Difficult messages were not uncommon for
Paul. He spoke sharply against the smooth talkers who said what people wanted
to hear. The people had turned away from following JESUS and towards another “gospel”
of salvation. Not once was JESUS
mentioned as necessary, but their current solution was spoken above HIS name.
Paul sharply condemns those who unknowing speak against CHRIST.
My Observations
- Approval from GOD is the highest priority for me.
- Being a servant of CHRIST is necessary for my relationship with HIM.
- Seeking GOD’s wonderful message of love through the death, burial and resurrection of JESUS is unpopular, yet is the path HE desires for me.
Winning human approval has come at a cost to
me.

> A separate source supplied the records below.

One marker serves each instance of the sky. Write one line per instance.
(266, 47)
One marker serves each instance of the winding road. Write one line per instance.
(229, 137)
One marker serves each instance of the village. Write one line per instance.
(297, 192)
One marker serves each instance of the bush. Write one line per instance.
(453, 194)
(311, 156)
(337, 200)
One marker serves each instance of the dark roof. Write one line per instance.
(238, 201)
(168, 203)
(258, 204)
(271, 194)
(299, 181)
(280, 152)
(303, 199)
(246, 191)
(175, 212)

I mean, the times I went with the “in crowd” that was near me, I blatantly
did things GOD said was wrong to do. Then when the hardships of life came, I
had nothing to place my hope in. BUT GOD was graceful to give me chance after
chance.
HE picked me up when I was down and showed me
HE loves me even in the middle of my sin. This everlasting love is one I cling
onto. It feeds me when life’s circumstances get tough. I gladly will remain in
the Gospel of JESUS.
Challenge
- What is the writer upset about?
- What approval have you sought and later found out you did not need that sort of approval?
- Will you seek GOD’s approval as a servant of CHRIST and validate your actions through HIS word and be led by the HOLY SPIRIT today?